The input of volatile-charged mafic magma into chemically evolved felsic magma reservoirs in the shallow crust leads to the exchange of heat and chemical components that may serve as the trigger for subsequent volcanic eruption. The exchange of volatiles, which occurs via diffusion and potentially through fluid movement, is particularly important to this process.
In order to simulate the magma mingling process and the role of volatiles within this process, we have conducted a series of hydrothermal experiments involving a hydrous basaltic-andesite glass containing trace olivine (prepared from a natural sample of Augustine volcano in Alaska’s Aleutian Arc) with crystal-deficient, anhydrous or hydrous Los Posos rhyolite glass (also natural) at 100 MPa. Some experiments were conducted under fluid-absent conditions while others involved O-H-Cl±S-bearing fluids. Temperature was varied during these experiments, with most beginning at 1100°C. Temperature was subsequently reduced to 800°C in several steps, where it remained until an isobaric quench. The run durations ranged from 25 to 125 hours.

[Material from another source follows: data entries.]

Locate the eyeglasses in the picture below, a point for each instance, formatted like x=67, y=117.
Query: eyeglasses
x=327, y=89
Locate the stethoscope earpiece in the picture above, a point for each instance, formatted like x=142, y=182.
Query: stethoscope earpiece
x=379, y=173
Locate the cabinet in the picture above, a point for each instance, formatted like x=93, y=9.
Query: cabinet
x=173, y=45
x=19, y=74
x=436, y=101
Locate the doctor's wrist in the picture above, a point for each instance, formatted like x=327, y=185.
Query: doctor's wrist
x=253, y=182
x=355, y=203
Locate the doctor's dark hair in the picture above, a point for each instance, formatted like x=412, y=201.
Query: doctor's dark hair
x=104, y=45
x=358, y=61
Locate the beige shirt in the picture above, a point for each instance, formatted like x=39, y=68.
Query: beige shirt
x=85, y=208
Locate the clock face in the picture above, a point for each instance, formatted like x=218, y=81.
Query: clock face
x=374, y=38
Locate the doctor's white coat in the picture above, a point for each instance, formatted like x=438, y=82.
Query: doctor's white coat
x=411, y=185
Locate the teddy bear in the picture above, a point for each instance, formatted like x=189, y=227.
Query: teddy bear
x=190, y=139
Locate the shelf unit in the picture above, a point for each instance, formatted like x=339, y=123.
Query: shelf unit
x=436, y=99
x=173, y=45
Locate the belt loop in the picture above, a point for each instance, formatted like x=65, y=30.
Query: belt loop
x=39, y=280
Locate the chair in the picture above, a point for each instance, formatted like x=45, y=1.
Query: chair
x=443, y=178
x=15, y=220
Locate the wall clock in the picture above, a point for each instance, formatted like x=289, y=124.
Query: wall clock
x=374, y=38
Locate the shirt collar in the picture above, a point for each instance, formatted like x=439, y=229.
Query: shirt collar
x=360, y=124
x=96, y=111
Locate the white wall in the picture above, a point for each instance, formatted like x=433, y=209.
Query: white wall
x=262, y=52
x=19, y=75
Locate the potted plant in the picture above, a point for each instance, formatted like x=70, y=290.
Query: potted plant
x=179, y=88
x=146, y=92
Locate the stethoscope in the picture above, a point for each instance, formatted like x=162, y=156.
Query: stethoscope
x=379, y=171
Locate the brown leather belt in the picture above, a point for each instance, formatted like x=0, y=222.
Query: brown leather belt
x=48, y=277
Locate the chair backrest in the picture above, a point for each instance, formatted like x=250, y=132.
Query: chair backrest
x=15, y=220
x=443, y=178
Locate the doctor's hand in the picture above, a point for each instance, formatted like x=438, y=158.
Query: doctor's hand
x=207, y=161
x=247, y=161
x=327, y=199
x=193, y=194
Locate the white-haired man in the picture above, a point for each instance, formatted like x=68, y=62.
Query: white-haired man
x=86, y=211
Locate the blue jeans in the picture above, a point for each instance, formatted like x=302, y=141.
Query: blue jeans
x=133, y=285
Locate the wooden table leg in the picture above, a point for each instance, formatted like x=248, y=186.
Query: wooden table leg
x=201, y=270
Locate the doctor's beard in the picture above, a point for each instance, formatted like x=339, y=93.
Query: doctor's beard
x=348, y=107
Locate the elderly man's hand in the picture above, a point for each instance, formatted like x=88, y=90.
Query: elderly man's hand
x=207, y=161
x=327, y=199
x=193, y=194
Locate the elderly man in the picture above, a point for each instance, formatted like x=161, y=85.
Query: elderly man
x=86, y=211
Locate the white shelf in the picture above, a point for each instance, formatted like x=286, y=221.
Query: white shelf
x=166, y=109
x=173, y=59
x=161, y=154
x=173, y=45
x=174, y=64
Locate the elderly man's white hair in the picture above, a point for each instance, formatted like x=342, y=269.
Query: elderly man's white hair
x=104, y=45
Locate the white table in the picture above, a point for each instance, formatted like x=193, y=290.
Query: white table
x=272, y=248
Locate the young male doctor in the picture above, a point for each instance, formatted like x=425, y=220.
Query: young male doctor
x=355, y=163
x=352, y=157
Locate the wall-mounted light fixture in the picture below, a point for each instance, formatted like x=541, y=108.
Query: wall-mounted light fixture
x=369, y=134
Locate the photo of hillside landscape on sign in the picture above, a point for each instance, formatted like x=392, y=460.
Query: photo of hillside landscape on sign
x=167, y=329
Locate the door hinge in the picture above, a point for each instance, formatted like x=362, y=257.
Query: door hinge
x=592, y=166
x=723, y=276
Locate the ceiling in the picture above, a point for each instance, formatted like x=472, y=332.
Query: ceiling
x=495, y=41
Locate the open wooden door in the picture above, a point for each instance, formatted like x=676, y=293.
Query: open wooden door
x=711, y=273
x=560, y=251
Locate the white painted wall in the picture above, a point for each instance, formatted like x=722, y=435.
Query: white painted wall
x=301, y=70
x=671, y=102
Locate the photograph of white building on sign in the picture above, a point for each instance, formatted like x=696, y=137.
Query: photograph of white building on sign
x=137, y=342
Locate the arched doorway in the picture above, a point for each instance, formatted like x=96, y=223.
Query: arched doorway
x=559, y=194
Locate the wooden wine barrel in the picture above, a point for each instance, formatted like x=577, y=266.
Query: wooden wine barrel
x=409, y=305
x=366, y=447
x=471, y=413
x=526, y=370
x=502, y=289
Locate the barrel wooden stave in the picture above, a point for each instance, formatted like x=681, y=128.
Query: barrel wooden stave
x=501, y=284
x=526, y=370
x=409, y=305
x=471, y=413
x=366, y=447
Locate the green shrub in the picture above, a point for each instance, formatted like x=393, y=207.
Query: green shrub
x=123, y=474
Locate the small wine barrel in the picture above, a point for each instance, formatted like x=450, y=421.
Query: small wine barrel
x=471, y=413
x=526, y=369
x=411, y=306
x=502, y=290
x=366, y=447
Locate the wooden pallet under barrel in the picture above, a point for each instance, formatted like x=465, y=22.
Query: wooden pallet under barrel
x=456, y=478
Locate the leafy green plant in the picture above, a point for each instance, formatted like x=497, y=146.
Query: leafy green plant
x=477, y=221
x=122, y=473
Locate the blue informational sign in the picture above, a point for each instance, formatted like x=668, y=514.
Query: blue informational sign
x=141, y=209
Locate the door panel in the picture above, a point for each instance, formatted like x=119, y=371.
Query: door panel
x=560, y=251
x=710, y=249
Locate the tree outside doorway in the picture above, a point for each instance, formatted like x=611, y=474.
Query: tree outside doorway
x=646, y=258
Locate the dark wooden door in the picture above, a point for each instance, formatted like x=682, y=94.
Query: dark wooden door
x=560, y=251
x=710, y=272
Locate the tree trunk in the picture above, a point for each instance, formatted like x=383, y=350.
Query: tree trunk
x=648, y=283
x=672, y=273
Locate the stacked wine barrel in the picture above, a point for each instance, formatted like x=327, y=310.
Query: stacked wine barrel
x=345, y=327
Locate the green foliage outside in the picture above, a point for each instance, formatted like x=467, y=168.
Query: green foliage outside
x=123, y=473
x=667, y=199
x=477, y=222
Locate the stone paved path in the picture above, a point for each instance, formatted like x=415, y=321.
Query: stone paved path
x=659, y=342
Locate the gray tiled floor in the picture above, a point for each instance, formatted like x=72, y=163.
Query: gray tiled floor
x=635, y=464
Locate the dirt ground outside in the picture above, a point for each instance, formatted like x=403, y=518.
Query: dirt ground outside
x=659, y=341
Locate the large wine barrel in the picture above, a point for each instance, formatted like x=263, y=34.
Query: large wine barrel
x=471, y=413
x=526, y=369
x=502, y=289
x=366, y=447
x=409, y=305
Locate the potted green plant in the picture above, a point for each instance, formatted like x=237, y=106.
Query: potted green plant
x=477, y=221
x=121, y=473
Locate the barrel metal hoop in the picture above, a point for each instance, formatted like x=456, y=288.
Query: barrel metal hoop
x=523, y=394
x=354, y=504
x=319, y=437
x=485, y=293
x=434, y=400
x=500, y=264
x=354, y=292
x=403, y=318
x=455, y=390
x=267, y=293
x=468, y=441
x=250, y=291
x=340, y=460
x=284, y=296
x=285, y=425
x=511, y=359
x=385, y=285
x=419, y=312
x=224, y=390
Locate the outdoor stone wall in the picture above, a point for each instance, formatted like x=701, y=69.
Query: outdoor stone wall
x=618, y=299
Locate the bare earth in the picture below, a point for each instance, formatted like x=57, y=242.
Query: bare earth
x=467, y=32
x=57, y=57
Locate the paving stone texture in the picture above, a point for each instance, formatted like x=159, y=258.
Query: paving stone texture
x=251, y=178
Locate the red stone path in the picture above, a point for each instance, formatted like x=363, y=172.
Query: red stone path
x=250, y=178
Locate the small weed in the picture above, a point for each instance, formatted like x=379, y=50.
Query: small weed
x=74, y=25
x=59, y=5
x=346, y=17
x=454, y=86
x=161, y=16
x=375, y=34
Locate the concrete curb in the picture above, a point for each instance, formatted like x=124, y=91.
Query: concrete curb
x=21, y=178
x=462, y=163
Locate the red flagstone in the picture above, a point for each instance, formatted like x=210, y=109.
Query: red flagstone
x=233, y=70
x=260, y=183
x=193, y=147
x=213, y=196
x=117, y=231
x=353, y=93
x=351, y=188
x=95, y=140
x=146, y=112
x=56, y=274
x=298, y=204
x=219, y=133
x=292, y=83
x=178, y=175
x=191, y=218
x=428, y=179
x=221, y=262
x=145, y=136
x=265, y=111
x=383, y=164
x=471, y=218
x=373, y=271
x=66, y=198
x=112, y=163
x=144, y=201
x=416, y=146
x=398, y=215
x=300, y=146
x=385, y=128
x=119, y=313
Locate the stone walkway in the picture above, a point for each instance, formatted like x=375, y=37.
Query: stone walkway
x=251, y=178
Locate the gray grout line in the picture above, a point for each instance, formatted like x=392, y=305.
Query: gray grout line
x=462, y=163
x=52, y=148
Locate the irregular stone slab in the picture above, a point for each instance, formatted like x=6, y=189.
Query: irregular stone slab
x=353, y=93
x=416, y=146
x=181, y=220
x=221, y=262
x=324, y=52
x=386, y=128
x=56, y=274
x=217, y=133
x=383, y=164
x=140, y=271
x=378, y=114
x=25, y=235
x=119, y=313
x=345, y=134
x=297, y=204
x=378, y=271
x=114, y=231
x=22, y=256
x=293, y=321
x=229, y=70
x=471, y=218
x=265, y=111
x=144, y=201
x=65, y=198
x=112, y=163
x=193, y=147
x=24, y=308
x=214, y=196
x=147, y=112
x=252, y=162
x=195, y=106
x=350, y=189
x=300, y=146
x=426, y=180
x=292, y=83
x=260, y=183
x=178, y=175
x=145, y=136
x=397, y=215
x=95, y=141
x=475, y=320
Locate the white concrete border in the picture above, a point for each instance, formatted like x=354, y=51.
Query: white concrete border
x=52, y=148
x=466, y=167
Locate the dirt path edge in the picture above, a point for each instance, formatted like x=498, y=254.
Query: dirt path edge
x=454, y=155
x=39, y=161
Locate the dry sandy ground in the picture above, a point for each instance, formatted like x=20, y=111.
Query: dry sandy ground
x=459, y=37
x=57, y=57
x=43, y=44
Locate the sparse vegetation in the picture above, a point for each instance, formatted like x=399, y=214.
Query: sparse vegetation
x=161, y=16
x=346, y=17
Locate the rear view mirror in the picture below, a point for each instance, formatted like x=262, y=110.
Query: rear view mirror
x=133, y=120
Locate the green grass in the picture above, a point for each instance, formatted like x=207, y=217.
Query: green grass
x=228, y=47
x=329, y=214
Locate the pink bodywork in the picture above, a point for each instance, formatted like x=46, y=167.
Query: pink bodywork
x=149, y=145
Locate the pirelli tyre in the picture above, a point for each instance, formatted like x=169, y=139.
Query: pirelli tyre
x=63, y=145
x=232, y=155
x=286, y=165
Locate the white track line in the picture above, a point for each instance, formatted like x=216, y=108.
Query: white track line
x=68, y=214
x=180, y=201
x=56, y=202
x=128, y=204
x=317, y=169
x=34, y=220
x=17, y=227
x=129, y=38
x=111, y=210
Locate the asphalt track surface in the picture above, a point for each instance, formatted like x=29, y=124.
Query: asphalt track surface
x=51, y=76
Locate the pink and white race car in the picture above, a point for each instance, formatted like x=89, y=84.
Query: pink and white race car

The experimental products exhibit interesting textural and chemical features. The rhyolitic run product glass, whether hydrous or anhydrous initially, exhibits minimal crystallization throughout the experiments, whereas the starting basaltic-andesite glass shows significant crystallization of iron and titanium oxides, plagioclase, and pyroxene. The exchange of Cl between the two melts was significant for fluid-present and fluid-absent conditions, and the concentration of Cl in the more felsic melt was strongly controlled by well established Cl solubility relationships involving the cations Ca, Al, Na, and Mg and the presence or absence of S.